Entropy¶

Entropy quantifies the average amount of surprise or uncertainty in a random variable. A fair coin has maximum entropy because each flip is maximally unpredictable, while a heavily biased coin has lower entropy because one outcome is nearly certain. Introduced by Claude Shannon in 1948, entropy provides the theoretical foundation for data compression: it gives the minimum average number of bits needed to encode samples from a distribution. This section defines Shannon entropy, establishes its key properties, and extends the concept to continuous distributions.

Definition¶

Let \(X\) be a discrete random variable taking values in a finite set \(\mathcal{X}\) with probability mass function \(p(x) = P(X = x)\). The Shannon entropy of \(X\) is

\[ H(X) = -\sum_{x \in \mathcal{X}} p(x) \log p(x) \]

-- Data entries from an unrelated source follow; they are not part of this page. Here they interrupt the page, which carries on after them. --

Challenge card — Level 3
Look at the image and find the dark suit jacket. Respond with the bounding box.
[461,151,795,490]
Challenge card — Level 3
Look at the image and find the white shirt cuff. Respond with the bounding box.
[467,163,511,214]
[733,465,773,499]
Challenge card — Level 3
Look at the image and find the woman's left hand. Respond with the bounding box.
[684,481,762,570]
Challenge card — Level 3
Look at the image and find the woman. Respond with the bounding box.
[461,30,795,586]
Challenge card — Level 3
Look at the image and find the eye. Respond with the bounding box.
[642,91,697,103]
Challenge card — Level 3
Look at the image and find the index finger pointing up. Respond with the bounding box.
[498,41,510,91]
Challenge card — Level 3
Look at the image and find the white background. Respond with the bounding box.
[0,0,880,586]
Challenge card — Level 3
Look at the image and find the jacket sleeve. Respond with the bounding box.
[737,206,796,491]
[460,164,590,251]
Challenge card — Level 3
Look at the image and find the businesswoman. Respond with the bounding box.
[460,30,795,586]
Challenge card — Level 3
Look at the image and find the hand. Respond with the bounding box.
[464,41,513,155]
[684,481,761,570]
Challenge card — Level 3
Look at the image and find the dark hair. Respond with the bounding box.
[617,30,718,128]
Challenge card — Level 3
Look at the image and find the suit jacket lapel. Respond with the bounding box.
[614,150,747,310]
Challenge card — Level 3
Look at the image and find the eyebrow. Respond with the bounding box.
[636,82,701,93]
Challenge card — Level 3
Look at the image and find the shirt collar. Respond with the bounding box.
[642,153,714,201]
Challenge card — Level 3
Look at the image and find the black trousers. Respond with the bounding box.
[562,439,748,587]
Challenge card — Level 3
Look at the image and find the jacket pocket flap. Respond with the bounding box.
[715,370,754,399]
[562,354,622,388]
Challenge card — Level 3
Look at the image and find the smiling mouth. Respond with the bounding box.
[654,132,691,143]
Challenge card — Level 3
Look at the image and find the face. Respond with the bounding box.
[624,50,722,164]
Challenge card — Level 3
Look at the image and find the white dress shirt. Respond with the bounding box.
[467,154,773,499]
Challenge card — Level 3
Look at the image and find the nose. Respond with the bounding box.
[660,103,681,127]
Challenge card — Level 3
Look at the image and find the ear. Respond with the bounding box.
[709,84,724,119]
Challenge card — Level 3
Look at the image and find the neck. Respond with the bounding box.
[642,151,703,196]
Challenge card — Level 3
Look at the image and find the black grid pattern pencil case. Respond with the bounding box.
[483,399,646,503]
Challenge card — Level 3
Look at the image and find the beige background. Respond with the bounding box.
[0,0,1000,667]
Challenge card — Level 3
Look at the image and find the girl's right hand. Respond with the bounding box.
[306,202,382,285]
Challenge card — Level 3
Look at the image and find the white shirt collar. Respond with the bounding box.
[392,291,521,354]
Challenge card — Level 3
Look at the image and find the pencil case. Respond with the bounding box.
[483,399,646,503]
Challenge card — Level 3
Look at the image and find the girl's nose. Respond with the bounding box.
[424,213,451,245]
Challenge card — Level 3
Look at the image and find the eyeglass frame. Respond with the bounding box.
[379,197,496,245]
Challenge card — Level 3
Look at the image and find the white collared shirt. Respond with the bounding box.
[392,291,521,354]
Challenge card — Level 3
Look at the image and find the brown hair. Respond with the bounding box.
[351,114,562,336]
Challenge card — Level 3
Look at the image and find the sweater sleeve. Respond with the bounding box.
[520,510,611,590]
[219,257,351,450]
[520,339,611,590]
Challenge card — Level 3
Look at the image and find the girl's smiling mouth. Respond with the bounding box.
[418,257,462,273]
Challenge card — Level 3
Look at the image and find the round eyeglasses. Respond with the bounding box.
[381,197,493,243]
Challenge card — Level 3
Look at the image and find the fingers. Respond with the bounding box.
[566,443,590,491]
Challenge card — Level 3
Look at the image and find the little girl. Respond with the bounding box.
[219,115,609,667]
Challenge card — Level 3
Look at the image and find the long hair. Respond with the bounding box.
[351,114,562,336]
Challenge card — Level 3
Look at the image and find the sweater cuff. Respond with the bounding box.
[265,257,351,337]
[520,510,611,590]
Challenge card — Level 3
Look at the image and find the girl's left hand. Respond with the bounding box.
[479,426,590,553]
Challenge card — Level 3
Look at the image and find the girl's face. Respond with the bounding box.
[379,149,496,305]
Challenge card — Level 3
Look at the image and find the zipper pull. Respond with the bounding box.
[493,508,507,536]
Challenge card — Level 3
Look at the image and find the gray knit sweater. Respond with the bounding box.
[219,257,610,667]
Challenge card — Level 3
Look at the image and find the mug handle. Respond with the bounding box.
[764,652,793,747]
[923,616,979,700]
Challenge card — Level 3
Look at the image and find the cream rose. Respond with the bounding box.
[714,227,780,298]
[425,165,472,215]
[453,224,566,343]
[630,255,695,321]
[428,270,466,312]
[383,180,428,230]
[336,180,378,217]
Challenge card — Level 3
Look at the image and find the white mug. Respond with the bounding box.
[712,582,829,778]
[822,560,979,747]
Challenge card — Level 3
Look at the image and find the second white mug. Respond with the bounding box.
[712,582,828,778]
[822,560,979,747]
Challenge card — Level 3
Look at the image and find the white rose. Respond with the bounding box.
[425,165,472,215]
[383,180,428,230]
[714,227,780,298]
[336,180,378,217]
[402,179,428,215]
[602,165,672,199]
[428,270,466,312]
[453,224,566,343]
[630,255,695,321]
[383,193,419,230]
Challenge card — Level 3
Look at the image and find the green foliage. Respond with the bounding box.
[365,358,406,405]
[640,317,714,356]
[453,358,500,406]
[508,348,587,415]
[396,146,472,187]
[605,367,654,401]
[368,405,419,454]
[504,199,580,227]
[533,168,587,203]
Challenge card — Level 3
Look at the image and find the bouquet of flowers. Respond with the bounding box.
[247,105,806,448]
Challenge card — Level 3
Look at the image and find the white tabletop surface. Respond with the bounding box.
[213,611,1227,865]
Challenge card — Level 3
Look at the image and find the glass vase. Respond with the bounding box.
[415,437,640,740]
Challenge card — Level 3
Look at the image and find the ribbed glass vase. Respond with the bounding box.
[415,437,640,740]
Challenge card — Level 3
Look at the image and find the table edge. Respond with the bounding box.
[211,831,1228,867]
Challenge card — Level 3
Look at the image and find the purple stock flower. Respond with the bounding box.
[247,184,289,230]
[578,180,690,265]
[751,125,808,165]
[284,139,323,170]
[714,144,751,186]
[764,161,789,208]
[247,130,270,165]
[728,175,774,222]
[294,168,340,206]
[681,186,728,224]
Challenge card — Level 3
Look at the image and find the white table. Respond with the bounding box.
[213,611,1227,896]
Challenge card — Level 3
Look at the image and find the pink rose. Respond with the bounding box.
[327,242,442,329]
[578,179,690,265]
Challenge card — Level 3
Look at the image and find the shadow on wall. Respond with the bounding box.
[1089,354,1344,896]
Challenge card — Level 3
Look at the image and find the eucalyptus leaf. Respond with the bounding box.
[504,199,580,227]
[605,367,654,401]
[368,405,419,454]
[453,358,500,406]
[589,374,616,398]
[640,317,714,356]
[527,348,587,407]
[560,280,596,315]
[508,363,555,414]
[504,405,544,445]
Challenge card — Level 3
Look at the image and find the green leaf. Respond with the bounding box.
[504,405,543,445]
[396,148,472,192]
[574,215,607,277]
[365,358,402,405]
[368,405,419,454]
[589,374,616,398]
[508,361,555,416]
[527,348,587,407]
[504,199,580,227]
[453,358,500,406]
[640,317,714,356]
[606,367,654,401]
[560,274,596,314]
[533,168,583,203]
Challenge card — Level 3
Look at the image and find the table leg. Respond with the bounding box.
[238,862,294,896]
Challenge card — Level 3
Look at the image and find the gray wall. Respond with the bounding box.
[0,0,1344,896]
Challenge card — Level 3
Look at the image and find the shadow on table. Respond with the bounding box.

where the logarithm is base 2 (giving entropy in bits) or base \(e\) (giving entropy in nats). By convention, \(0 \log 0 = 0\), which is justified by the limit \(\lim_{p \to 0^+} p \log p = 0\).

Each term \(-\log p(x)\) represents the information content (or surprise) of outcome \(x\): rare events carry more information than common ones. Entropy averages this surprise over all possible outcomes.

Properties¶

Shannon entropy satisfies several fundamental properties.

Non-negativity. For any discrete random variable \(X\),

\[ H(X) \geq 0 \]

with equality if and only if \(X\) is deterministic (one outcome has probability 1). This follows because \(-p(x) \log p(x) \geq 0\) for all \(p(x) \in [0, 1]\).

Maximum entropy. Among all distributions on a finite set \(\mathcal{X}\) with \(|\mathcal{X}| = n\), the uniform distribution \(p(x) = 1/n\) maximizes entropy:

\[ H(X) \leq \log n \]

with equality if and only if \(X\) is uniformly distributed. This result follows from the non-negativity of KL divergence between \(p\) and the uniform distribution.

Concavity. Entropy is a concave function of the probability distribution. For any two distributions \(p\) and \(q\) on the same space and \(\lambda \in [0, 1]\),

\[ H(\lambda p + (1-\lambda) q) \geq \lambda H(p) + (1-\lambda) H(q) \]

Entropy of a Binary Random Variable

Consider a coin with probability \(p\) of heads and \(1 - p\) of tails. Its entropy is the binary entropy function:

\[ H(p) = -p \log p - (1 - p) \log(1 - p) \]

At \(p = 1/2\) (fair coin), \(H = \log 2 = 1\) bit. At \(p = 0\) or \(p = 1\) (deterministic outcome), \(H = 0\).

Differential Entropy¶

For a continuous random variable \(X\) with probability density function \(p(x)\), the differential entropy is

\[ h(X) = -\int_{-\infty}^{\infty} p(x) \log p(x) \, dx \]

Differential entropy shares some properties with its discrete counterpart, but there are important differences:

Can be negative. For example, if \(X \sim \text{Uniform}(0, a)\) with \(a < 1\), then \(h(X) = \log a < 0\).
Not invariant under changes of variable. If \(Y = g(X)\) for a smooth bijection \(g\), then \(h(Y) \neq h(X)\) in general.
Maximum entropy. Among all continuous distributions on \(\mathbb{R}\) with a given mean and variance, the Gaussian distribution maximizes differential entropy.

Gaussian Differential Entropy

If \(X \sim \mathcal{N}(\mu, \sigma^2)\), then

\[ h(X) = \frac{1}{2} \log(2 \pi e \sigma^2) \]

This result shows that differential entropy grows logarithmically with the variance.

Summary¶

Shannon entropy \(H(X) = -\sum_x p(x) \log p(x)\) measures the average uncertainty in a discrete random variable. It is non-negative, maximized by the uniform distribution, and concave. Differential entropy extends this concept to continuous distributions but can be negative and is not invariant under changes of variable.